When your nervous system is calm, your thoughts will settle and feel calmer as well. When you move out of the fight-or-flight mode, you are able to relax and look at your situation with a new perspective.

But the thing with fear is that we can´t usually just decide to not feel them anymore. Because fears aren´t just logical, they are a nervous system reaction to what we perceive as a threat.

My extreme fear-based reaction to taking tiny steps made me think that maybe I wasn´t ready, or I was not meant to be doing this. Maybe if I worked on feeling more confident first, I could then try again. But to my disappointment, I found out that I didn´t magically wake up one day feeling confident. Confidence is something that grows as we take steps and gradually move in the direction of what scares us. To get there, we need to go through the uncomfortable phase.

On the other end of the spectrum, the most common advice I got from people around me was something along the lines of ´just do it, dive right in, face your fears´. And sometimes, that is the best advice. At times we get stuck in overanalyzing and what ifs (I know I do), and then just doing it without having a lot of time to think about it can be the greatest thing. It often feels amazing afterwards, a mix of nervousness and a lot of excitement.

But diving right in isn´t always the answer. When you force yourself to move faster than your nervous system can handle you will end up feeling overwhelmed. Your self-protection mechanisms will come up, and you might decide that it´s better to stay as far away from you fear as you can

When you slowly move towards what you fear while giving your nervous system time to adjust, you create a sustainable change as you become more resilient to that fear.

Rather than taking a big leap at once, you can work towards it in small but consistent steps. You then build the foundation for it to no longer feel like a big leap at all, but rather like the next logical step to take.

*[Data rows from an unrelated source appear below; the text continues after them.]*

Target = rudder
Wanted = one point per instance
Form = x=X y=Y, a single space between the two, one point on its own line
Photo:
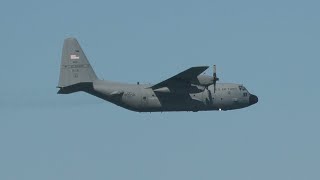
x=75 y=68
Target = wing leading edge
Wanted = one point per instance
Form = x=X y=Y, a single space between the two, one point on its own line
x=182 y=78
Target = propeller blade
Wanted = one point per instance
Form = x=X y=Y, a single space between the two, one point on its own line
x=215 y=78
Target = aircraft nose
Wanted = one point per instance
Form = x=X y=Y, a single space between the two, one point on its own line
x=253 y=99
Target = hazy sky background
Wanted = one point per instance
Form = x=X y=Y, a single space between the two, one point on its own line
x=272 y=47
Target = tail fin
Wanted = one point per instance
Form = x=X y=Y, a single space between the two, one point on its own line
x=75 y=70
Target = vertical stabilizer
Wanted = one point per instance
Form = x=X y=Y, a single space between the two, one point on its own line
x=75 y=68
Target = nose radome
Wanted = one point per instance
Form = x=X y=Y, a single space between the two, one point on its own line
x=253 y=99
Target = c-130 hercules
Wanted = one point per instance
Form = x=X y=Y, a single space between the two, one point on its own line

Your nervous system is here to protect you from danger. Even though your life is not actually in danger, your body can´t tell the difference. Taking the time to allow our nervous system to adjust and know that it is safe for us to move forward, while using tools to ground yourself in the process, allows the fear to dissolve over time.

This doesn´t mean that you should avoid that which you fear, but that instead of going for a 10/10 scary thing, you can choose to pick a 2 or 3 first. Something that is in the general direction of the 10, but that feels manageably scary.

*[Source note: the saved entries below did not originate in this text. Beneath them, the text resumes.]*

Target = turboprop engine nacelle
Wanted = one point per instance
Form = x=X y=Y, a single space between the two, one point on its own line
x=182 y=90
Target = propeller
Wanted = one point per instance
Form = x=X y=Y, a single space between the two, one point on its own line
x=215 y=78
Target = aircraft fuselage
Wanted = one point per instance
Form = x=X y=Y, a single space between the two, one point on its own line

When you give yourself time to notice the physical sensations that come up and integrate the fear, you teach your nervous system that you can handle it. When you move up to something that felt like a 5 or 6 before, it probably does not feel overwhelming anymore. Finding the sweet spot where something feels makes you nervous, but in a way that you can handle allows you to build resilience for fear, one step at a time.

Behind your fears are often some of your greatest longings. Moving towards your fear can therefore bring you what you truly desire.

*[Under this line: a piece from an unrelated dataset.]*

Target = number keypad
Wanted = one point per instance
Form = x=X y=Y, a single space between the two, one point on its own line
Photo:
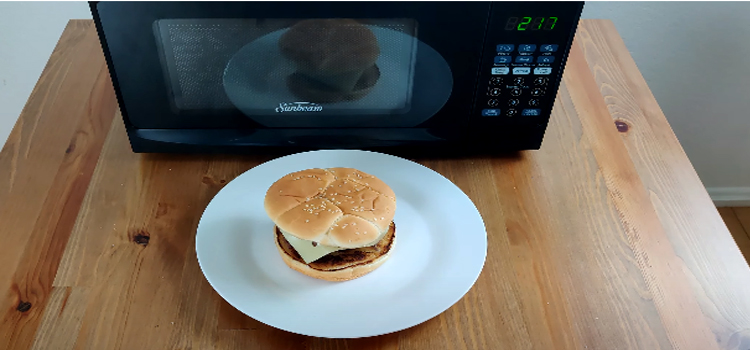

But progress does not always have to be a ´jump right in´ moment. It can be a gradual process where you honor your own needs and don´t force yourself into something that you don´t feel quite ready for. Your process is unique to you, just like your fears and longings are yours alone. Acknowledging what you need to move forward is a great form of self-care and allows space for joy and fun in doing scary, uncomfortable things.

Some days you will feel brave enough to take a leap and do a big scary thing. Some days, you don´t. And that is totally okay. You can still make progress when you take tons of tiny steps that feel slightly scary, and gently grow your courage and confidence over time.